Sean Hollister: ‘Google’s seven-year Pixel update promise is historic — or meaningless’
Sean Hollister, writing for The Verge about Google supposed 7-year guaranteed updates for the Pixel 8 lineup:
[A Google spokesperson] also wrote that “not every update is available for every phone due to various limitations,” without describing those limitations. What could they possibly be? The Pro does have 12GB of RAM vs. 8GB on the non-Pro, but it’s hard to imagine that being the blocker on something as simple as camera controls — or, for that matter, features that don’t even run on your device but rather in the cloud.
Speaking of that, Google did tell Android Authority why one specific feature is exclusive to Pixel 8 Pro: “the cost of the cloud infrastructure required to run Video Boost processing” is behind the decision to gate it behind the pricier phone for now. Video Boost is in the cloud, so it has nothing to do with the phone’s capabilities and everything to do with economics.
And frankly, that’s what I’m worried about for the entirety of Google’s seven-year promise.
It has me skeptical too. Apple doesn’t come out and say OS updates are guaranteed for its devices ahead of time. But they’ve shown us over time that they do their best to support a device for as long as possible. Action speaks louder than words, and all that.

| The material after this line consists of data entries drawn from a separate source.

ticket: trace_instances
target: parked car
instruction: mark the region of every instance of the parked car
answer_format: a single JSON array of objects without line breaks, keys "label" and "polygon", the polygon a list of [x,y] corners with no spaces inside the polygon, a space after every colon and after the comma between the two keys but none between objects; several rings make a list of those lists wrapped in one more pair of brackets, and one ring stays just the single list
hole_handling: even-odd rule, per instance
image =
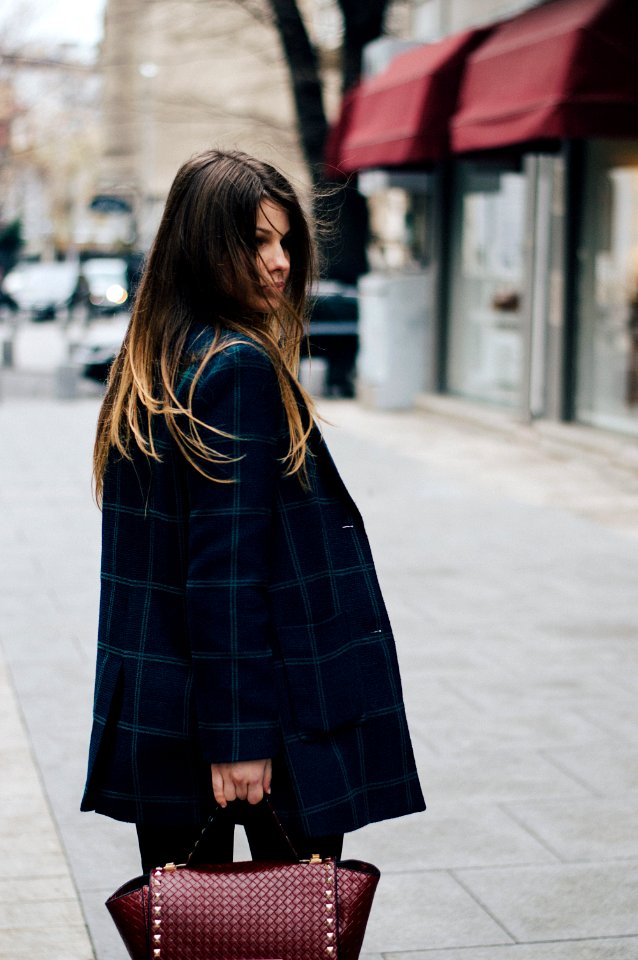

Here’s something else to think about. Sure, there are some new OS features that doesn’t get back ported to the oldest devices. But those are the exception, not the rule. Google’s wording makes it seem like they’ll sprinkle features out, but, as Hollister points out, they could never get a full OS upgrade. It might become harder than ever to distinguish what your Pixel can and can’t do.